The local branch of the American Civil Liberties Union (ACLU) filed the class-action suit on Sunday, claiming the bail process in Detroit’s 36th District Court “punishes” the poor and needs immediate reform.
“A person’s freedom should not depend on how much money they have,” deputy legal director for the ACLU of Michigan, Dan Korobkin, said in a press release.
“Bail was originally intended to ensure a person returns to court to face charges against them,” Korobkin said. “But instead, the money bail system has morphed into mass incarceration of the poor. It punishes people not for what they’ve done but because of what they don’t have.”
The lawsuit, filed on behalf of eight plaintiffs, describes a “two-tiered” court system, for rich and poor, where a defendant’s legal rights depend on his or her ability to shell out cash.

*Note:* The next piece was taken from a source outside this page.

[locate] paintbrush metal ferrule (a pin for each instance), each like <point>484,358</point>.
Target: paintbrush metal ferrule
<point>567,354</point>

All eight plaintiffs are African-American and, because African-Americans are five times more likely to be detained than their white counterparts, the bail system has a disproportionate impact on that community. The most recent census data reveals that over one third of Detroit’s residents live under the poverty line.
Michigan court rules mandate “meaningful inquiry” into an arrestee’s ability to pay, and that cash bail should only be ordered in exceptional circumstances, such as when a defendant is a flight risk, or a danger to the community. The ACLU says the 36th District Court consistently violates those rules.
In hundreds of cases, defendants were rushed through the arraignment process—done through video teleconference—in just minutes, while magistrates routinely set bail without asking about the defendant’s ability to pay. Cash bail was ordered in 85 percent of cases observed by the ACLU.
One of the suit’s plaintiffs was arrested for a five-year-old misdemeanor ticket and was unable to afford the $200 bail. He spent two weeks in jail waiting for his hearing, unable to purchase his freedom.
It costs around $165 per night to detain somebody in Wayne County’s jail, which holds approximately 1,600 prisoners on any given day. Sixty-two percent of those inmates await trial. That puts taxpayers on the hook for nearly $60 million dollars annually to cover room and board for the pretrial prisoners alone.